Reputation: 416
This is a SQL Server question, so here are the tables I am working with (note: column NAME
is the name of the code set):
Table: CODE SET
CODE_SET_ID | NAME
-------------+-----------
1 | JACKETS
2 | PANTS
3 | SHIRTS
Table: CODE SET DETAIL
CODE | DESCRIPTION | CODE_SET_ID
---------------+----------------+------------
BLUE | BLUE JACKET | 1
BLUE | BLUE JACKET | 1
GREEN | GREEN JACKET | 1
GREEN | GREEN JACKET | 1
PURPLE | PURPLE JACKET | 1
The query I wrote currently finds all duplicate code set codes and which code set those code set codes belong too. The following query would return
JACKETS, BLUE, 2
JACKETS, GREEN, 2
How would I wrap another query around the following query so that I only get JACKETS
?
SELECT
bcs.NAME, bcsd.CODE, bcsd.DESCRIPTION, COUNT(*)
FROM
CODE_SET_DETAIL as bcsd
INNER JOIN
CODE_SET as bcs ON bcsd.CODE_SET_ID = bcs.CODE_SET_ID
GROUP BY
bcs.NAME, bcsd.CODE, bcsd.DESCRIPTION
HAVING
COUNT(*) > 1
So far, I've tried using WHERE EXISTS
, yet the result set does not look correct.
Upvotes: 0
Views: 59
Reputation: 26926
WITH X (Name, Code, Description, DetailCount) AS (
SELECT bcs.NAME, bcsd.CODE, bcsd.DESCRIPTION, COUNT(*)

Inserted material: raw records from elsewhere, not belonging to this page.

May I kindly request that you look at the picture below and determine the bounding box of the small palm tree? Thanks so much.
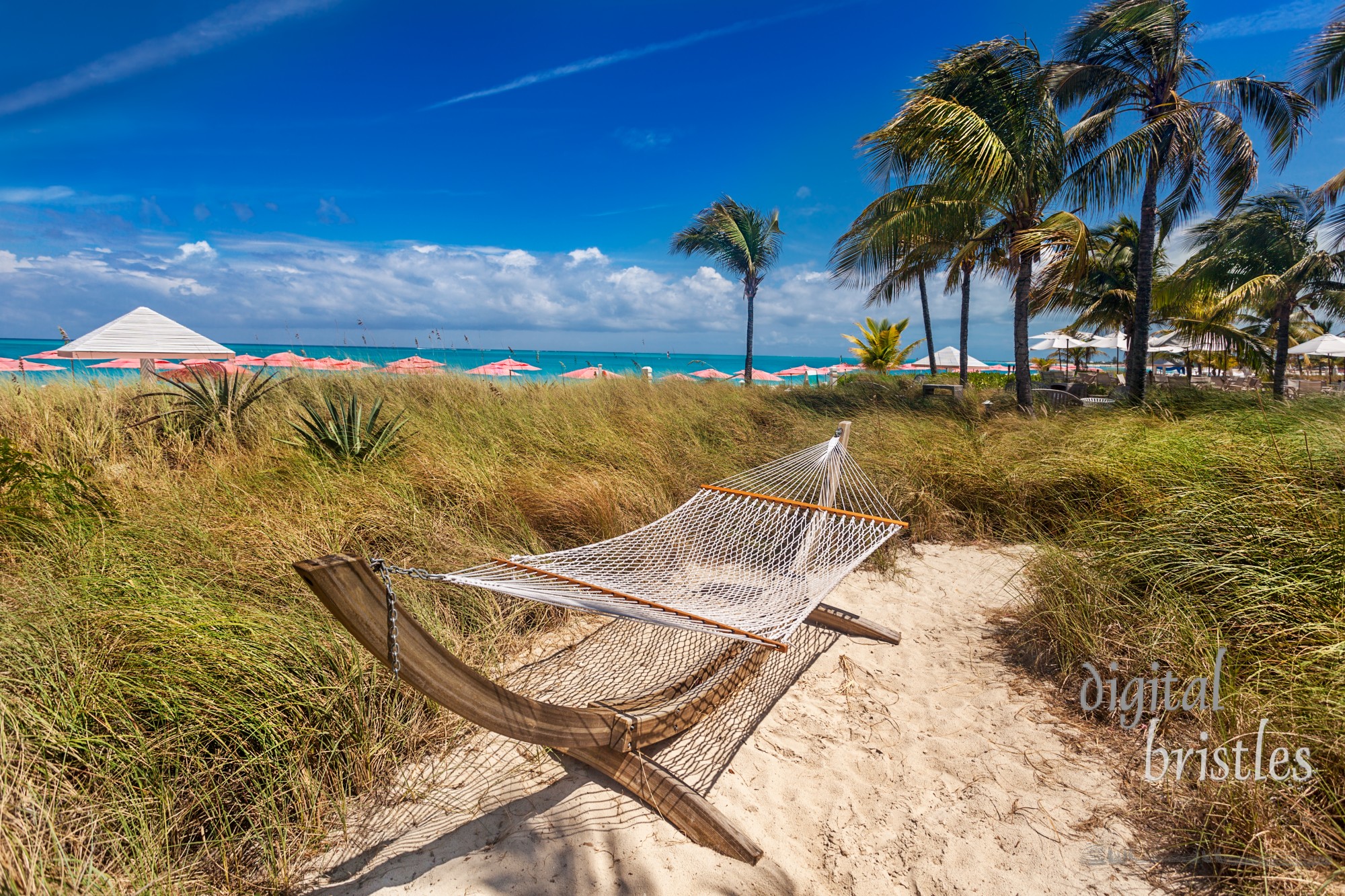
[841,317,924,372]
[1294,5,1345,245]
[831,184,985,384]
[670,196,784,386]
[1173,187,1345,395]
[1053,0,1313,401]
[861,39,1085,410]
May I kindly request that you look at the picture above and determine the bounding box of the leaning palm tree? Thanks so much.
[841,317,933,372]
[1173,187,1345,395]
[1294,5,1345,245]
[831,184,985,384]
[1053,0,1313,401]
[861,38,1083,409]
[670,196,784,386]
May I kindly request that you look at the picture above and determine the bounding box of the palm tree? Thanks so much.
[841,317,933,372]
[842,38,1068,409]
[1173,187,1345,395]
[831,184,985,384]
[1053,0,1313,401]
[1294,5,1345,245]
[670,196,784,386]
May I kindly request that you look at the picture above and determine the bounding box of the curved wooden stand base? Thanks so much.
[295,555,901,864]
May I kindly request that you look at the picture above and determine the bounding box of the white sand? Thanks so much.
[300,546,1157,896]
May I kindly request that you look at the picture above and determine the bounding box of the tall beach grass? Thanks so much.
[0,376,1345,893]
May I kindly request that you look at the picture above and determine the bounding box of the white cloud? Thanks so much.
[0,187,75,203]
[178,239,217,258]
[0,0,334,116]
[490,249,537,269]
[1200,0,1337,40]
[565,246,609,268]
[0,231,1028,356]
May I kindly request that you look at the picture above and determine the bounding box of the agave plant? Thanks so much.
[285,394,406,462]
[136,367,282,438]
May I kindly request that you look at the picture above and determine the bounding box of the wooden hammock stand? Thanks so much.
[295,422,901,864]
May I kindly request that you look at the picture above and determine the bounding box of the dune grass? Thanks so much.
[0,376,1345,893]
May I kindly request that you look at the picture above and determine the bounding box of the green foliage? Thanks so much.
[0,436,105,538]
[841,317,924,372]
[286,394,406,462]
[671,196,784,281]
[0,374,1345,895]
[141,367,284,440]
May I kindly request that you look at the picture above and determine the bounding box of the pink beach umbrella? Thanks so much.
[262,351,309,367]
[0,358,63,372]
[89,358,182,372]
[383,355,444,374]
[463,360,530,376]
[561,364,623,379]
[486,358,541,370]
[733,367,784,382]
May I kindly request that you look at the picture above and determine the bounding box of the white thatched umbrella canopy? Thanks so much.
[56,305,234,371]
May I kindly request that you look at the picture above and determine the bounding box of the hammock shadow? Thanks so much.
[309,620,839,896]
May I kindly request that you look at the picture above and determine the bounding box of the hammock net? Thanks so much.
[397,430,905,649]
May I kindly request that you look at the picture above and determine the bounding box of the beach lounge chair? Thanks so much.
[295,422,907,862]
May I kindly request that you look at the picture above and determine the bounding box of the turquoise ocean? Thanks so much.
[0,339,882,379]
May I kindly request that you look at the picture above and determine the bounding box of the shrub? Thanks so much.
[285,394,406,462]
[137,367,284,438]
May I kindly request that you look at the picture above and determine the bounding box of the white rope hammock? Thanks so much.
[395,436,905,649]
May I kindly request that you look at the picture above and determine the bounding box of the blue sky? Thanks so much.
[0,0,1345,358]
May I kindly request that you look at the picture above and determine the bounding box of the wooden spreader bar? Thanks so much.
[491,557,790,651]
[701,486,911,528]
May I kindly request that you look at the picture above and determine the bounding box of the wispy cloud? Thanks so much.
[421,0,858,112]
[1200,0,1338,40]
[0,0,335,116]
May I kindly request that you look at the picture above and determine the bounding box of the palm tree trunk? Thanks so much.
[1013,253,1032,410]
[916,270,939,376]
[958,261,971,386]
[1272,301,1290,398]
[742,274,761,386]
[1126,157,1158,403]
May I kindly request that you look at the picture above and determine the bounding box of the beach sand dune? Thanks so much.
[300,545,1158,896]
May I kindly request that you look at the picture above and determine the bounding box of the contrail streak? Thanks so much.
[0,0,335,116]
[421,0,858,112]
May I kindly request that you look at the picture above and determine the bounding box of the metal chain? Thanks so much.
[369,557,436,684]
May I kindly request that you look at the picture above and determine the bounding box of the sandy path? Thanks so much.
[300,546,1155,896]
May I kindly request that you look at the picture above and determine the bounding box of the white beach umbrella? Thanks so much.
[56,305,234,376]
[1088,329,1130,351]
[1032,332,1096,351]
[902,345,986,370]
[1289,332,1345,358]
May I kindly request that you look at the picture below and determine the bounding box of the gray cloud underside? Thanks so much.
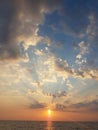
[55,100,98,112]
[0,0,60,59]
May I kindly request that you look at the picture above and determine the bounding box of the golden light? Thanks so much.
[48,109,51,117]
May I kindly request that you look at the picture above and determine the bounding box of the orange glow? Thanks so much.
[48,109,51,117]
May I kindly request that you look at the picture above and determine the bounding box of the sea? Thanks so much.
[0,121,98,130]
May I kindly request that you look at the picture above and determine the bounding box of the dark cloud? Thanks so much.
[0,0,20,59]
[0,0,60,59]
[55,100,98,112]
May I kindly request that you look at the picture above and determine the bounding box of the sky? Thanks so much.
[0,0,98,121]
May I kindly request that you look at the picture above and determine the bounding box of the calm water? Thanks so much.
[0,121,98,130]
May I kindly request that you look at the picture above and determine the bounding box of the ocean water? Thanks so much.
[0,121,98,130]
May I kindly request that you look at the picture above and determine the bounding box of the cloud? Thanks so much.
[0,0,60,60]
[29,101,46,109]
[55,100,98,112]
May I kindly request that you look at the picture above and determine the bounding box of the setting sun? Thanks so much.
[48,109,51,117]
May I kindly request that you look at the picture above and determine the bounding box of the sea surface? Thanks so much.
[0,121,98,130]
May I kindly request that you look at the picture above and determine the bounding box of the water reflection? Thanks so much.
[45,121,54,130]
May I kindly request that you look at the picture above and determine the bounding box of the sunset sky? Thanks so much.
[0,0,98,121]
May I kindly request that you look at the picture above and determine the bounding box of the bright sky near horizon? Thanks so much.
[0,0,98,121]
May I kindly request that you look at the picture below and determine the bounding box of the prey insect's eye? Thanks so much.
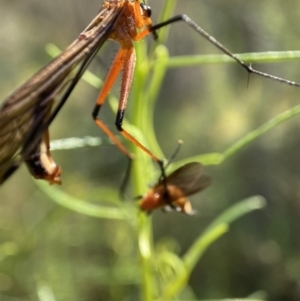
[141,3,152,18]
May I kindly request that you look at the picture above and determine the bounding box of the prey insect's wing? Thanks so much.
[0,6,122,184]
[156,162,211,196]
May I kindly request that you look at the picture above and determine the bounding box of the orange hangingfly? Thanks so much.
[0,0,300,184]
[140,162,211,215]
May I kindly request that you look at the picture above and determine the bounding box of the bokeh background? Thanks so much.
[0,0,300,301]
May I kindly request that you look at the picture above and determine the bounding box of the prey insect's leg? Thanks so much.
[136,15,300,87]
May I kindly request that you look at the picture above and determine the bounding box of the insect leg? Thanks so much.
[93,47,163,166]
[136,15,300,87]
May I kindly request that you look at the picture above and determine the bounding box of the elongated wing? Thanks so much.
[0,6,122,184]
[156,162,211,196]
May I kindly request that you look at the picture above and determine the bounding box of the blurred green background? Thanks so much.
[0,0,300,301]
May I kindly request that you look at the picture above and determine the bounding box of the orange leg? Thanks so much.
[93,47,162,165]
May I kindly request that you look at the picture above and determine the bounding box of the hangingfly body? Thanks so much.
[0,0,299,184]
[140,162,211,215]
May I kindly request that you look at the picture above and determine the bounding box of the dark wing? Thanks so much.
[0,6,122,184]
[158,162,211,196]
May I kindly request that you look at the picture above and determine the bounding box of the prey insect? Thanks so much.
[0,0,300,184]
[140,162,211,215]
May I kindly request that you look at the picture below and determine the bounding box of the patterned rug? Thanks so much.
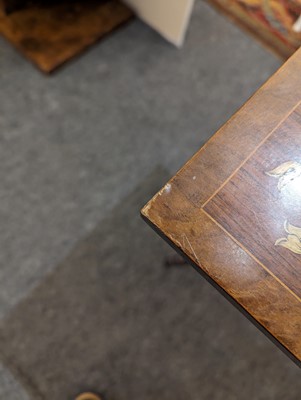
[208,0,301,58]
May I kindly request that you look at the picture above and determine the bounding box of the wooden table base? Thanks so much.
[0,0,133,73]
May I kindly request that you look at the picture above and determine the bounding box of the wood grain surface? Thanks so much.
[142,50,301,366]
[0,0,133,73]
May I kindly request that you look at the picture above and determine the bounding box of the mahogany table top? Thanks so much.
[142,50,301,366]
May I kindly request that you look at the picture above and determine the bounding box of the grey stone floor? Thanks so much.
[0,1,280,400]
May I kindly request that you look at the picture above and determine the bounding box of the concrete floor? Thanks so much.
[0,1,280,400]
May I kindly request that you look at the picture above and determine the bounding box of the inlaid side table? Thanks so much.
[142,46,301,366]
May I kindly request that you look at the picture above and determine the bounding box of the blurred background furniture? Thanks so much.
[0,0,133,73]
[208,0,301,59]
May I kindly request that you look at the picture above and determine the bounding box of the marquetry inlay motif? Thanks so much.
[266,161,301,254]
[267,161,301,192]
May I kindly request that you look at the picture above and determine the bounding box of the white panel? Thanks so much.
[124,0,194,46]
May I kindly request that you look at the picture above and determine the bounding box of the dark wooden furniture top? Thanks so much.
[142,50,301,366]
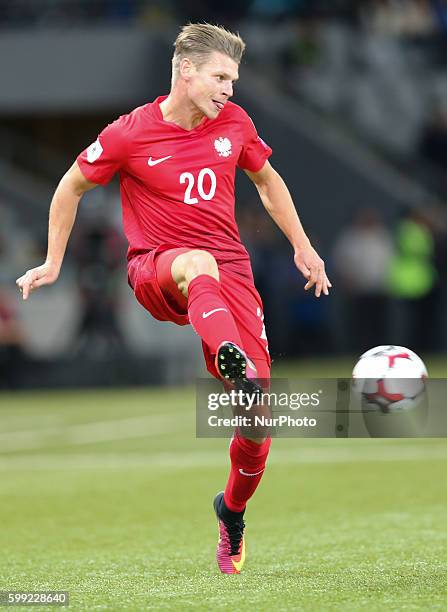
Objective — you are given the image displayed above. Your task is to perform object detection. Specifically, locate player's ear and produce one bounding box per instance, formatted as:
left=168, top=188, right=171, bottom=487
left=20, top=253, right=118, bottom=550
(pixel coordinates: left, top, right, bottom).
left=180, top=57, right=195, bottom=81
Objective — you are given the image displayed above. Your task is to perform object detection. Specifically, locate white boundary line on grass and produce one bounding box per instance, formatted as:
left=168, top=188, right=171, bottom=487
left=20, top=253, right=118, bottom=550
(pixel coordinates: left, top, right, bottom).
left=0, top=412, right=191, bottom=456
left=0, top=444, right=447, bottom=471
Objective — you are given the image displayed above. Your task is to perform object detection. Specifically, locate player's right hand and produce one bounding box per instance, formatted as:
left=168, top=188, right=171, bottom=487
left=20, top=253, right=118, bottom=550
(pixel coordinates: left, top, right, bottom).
left=16, top=263, right=59, bottom=300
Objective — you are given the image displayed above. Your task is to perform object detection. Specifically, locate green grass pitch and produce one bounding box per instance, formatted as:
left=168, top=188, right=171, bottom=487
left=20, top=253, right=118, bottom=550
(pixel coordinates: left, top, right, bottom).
left=0, top=362, right=447, bottom=611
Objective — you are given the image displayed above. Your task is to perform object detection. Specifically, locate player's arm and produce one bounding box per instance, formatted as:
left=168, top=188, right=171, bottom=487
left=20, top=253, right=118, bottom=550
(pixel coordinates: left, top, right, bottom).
left=16, top=162, right=97, bottom=300
left=245, top=161, right=332, bottom=297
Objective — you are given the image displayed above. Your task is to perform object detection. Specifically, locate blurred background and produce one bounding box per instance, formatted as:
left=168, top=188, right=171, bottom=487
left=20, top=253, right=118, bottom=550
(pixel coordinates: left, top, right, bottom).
left=0, top=0, right=447, bottom=389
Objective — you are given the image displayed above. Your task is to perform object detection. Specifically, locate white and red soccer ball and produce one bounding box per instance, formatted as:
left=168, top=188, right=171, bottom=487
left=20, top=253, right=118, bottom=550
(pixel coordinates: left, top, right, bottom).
left=352, top=345, right=428, bottom=413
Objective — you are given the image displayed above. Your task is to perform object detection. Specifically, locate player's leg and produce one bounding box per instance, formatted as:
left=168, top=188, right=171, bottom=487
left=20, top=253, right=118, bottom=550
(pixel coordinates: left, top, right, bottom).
left=213, top=360, right=271, bottom=574
left=169, top=249, right=255, bottom=384
left=207, top=278, right=271, bottom=573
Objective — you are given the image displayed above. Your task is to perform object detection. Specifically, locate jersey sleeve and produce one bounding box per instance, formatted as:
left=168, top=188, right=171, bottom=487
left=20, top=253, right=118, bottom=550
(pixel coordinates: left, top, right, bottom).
left=237, top=114, right=272, bottom=172
left=77, top=117, right=128, bottom=185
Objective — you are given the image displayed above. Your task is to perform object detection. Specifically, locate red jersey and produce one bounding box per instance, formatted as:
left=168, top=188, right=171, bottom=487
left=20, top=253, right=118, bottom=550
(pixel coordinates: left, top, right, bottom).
left=77, top=96, right=272, bottom=278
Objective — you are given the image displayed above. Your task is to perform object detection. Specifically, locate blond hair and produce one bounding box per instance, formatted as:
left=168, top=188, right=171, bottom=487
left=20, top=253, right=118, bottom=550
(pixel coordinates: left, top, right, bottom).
left=172, top=23, right=245, bottom=81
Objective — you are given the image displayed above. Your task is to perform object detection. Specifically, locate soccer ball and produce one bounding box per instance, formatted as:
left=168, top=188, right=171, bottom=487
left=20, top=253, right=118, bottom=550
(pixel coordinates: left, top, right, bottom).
left=352, top=346, right=428, bottom=414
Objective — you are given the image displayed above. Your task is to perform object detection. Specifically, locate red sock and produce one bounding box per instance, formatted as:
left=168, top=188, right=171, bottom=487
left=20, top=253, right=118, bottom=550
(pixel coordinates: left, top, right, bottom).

FROM CODE_SET_DETAIL as bcsd
INNER JOIN CODE_SET as bcs
ON bcsd.CODE_SET_ID = bcs.CODE_SET_ID
GROUP BY bcs.NAME, bcsd.CODE, bcsd.DESCRIPTION
HAVING COUNT(*) > 1
)
SELECT DISTINCT Name
FROM X
Upvotes: 1
Reputation: 2600
If you really want only the "jackets" value, why don't you add " bcs.name='jackets' " to your HAVING clause and skip the whole outer query, or am I missing something?